The next twenty years of Mr. Timmerman's story is an anger-inducing tale of how the Iranians gamed both U.S. administrations and the international nuclear nonproliferation bureaucracy. Various bogus diplomatic victories would be achieved over the years, including an agreement on an enrichment moratorium that was reached in Vienna last November that was pure mummery. All the while Tehran was getting closer to perfecting enrichment technology and buying all the hardware on the international black market that they need to build a bomb and to deliver it. At the same time the mullahs, according to Mr.
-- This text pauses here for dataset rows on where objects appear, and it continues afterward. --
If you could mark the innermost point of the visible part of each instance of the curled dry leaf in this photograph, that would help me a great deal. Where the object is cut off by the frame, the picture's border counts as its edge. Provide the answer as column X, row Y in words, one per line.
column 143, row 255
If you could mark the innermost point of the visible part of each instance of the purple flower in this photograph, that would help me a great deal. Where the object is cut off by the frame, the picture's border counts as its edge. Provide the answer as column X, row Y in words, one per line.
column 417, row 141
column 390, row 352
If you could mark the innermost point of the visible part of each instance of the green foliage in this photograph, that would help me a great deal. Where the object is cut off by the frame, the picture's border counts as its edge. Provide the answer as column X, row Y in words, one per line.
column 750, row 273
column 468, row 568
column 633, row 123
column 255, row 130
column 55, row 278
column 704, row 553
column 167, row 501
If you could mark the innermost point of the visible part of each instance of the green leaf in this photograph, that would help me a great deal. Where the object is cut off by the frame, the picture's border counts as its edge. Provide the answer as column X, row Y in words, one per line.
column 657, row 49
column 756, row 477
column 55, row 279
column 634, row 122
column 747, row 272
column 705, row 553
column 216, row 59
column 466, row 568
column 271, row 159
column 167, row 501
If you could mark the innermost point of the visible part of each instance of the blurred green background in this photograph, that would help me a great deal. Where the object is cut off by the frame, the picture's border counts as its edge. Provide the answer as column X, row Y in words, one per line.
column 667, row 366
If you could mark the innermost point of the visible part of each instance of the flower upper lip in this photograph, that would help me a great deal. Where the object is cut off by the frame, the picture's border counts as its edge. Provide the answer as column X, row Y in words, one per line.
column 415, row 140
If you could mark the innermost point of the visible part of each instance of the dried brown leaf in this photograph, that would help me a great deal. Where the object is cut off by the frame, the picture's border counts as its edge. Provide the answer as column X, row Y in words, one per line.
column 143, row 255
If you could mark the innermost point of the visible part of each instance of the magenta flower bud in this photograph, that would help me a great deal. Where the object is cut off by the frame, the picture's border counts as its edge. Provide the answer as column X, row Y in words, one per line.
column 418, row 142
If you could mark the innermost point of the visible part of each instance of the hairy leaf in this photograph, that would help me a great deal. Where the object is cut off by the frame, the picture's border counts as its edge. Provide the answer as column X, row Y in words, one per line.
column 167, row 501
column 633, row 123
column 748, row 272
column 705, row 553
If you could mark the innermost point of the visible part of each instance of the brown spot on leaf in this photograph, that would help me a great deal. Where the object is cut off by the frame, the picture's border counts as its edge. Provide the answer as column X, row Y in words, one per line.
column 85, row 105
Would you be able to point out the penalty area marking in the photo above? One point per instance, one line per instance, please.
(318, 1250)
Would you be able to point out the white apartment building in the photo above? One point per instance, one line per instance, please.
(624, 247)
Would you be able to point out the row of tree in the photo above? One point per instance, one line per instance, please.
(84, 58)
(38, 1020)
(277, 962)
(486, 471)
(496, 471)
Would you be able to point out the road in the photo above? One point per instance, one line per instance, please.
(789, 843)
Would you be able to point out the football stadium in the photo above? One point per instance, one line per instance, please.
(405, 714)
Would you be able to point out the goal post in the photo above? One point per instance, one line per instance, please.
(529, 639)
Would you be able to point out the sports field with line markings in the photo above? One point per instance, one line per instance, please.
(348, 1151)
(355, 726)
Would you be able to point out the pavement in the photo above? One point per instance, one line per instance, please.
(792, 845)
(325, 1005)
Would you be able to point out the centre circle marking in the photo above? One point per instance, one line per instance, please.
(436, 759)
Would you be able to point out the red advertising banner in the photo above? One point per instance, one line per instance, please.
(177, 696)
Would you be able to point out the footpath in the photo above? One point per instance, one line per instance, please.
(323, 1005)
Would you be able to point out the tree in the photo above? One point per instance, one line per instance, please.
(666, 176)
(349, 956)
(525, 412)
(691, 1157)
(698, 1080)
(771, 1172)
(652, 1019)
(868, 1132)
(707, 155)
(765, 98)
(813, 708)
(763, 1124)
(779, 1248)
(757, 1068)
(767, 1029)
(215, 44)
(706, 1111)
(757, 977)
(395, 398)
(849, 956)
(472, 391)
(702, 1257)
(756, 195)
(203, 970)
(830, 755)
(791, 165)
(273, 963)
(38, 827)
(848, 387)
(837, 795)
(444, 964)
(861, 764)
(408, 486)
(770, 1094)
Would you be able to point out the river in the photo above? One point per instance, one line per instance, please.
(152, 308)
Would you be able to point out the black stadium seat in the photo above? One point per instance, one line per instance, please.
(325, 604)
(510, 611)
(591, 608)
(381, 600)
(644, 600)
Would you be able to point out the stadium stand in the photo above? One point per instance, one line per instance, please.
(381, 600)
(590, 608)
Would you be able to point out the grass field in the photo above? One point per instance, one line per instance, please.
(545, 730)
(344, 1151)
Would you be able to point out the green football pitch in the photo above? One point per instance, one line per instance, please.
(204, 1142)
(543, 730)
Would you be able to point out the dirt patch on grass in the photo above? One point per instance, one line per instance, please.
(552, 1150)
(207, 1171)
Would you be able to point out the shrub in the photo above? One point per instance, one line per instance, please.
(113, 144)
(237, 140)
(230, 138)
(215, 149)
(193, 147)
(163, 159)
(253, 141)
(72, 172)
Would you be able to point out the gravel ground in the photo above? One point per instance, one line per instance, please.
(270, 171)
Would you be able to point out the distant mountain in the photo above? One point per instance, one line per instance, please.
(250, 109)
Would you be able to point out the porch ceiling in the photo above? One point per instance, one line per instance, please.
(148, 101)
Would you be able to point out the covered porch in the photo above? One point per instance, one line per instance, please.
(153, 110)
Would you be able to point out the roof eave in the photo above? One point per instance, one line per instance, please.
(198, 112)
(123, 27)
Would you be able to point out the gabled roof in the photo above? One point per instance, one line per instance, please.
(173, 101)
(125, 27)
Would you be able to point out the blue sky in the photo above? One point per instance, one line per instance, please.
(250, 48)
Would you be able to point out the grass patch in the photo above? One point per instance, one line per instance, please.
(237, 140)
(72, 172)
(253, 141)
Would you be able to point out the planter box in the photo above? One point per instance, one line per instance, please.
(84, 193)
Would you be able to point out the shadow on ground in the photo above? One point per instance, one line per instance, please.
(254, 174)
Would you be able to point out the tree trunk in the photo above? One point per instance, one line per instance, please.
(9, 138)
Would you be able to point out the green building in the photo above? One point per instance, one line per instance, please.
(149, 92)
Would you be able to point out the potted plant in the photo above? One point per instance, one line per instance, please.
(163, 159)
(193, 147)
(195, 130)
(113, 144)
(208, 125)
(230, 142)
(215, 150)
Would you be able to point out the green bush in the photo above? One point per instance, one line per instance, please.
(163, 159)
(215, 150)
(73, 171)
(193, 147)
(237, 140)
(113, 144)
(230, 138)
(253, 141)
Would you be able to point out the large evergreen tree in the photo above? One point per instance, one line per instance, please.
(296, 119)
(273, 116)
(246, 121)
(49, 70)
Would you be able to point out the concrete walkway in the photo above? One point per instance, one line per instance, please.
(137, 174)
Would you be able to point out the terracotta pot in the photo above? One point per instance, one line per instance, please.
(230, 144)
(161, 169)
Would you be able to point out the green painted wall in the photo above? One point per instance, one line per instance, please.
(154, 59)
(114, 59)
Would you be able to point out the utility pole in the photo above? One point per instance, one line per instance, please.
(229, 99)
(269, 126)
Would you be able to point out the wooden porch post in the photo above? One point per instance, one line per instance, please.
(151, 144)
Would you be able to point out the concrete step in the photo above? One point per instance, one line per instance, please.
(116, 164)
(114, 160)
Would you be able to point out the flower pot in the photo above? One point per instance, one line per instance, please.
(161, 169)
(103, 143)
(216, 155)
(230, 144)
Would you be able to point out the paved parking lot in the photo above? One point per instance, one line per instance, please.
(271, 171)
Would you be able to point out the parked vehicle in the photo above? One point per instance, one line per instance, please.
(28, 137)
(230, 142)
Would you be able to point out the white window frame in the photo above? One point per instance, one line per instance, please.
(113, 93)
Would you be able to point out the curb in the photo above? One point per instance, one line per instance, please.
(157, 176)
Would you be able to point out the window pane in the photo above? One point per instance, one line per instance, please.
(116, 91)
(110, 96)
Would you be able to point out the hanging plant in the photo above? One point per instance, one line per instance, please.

Timmerman's reporting, have been giving active support, refuge and transport —includingsheltering Osama bin Laden — for al Qaeda and other terrorist organizations. All the while they have continued their own terror offensive including, and here Mr. Timmerman offers documents, Iranian involvement in the September 11 attacks.

There are villains enough to go around. Vacillating presidents. A CIA that dismisses any intelligence that does not square with its analytical model for Iran. Cold, greedy Western powers who never met a mullah they couldn't do business with. There are cover-ups and blunders galore. But it is the conclusion reached by this well-written, thoroughly documented book with 50 pages of supporting material that will put a chill on all those cheery news reports about democracy in action in Iran. There is something bad coming our way.

James Srodes is the Washington-based author of "Allen Dulles, Master of Spies" and other biographies.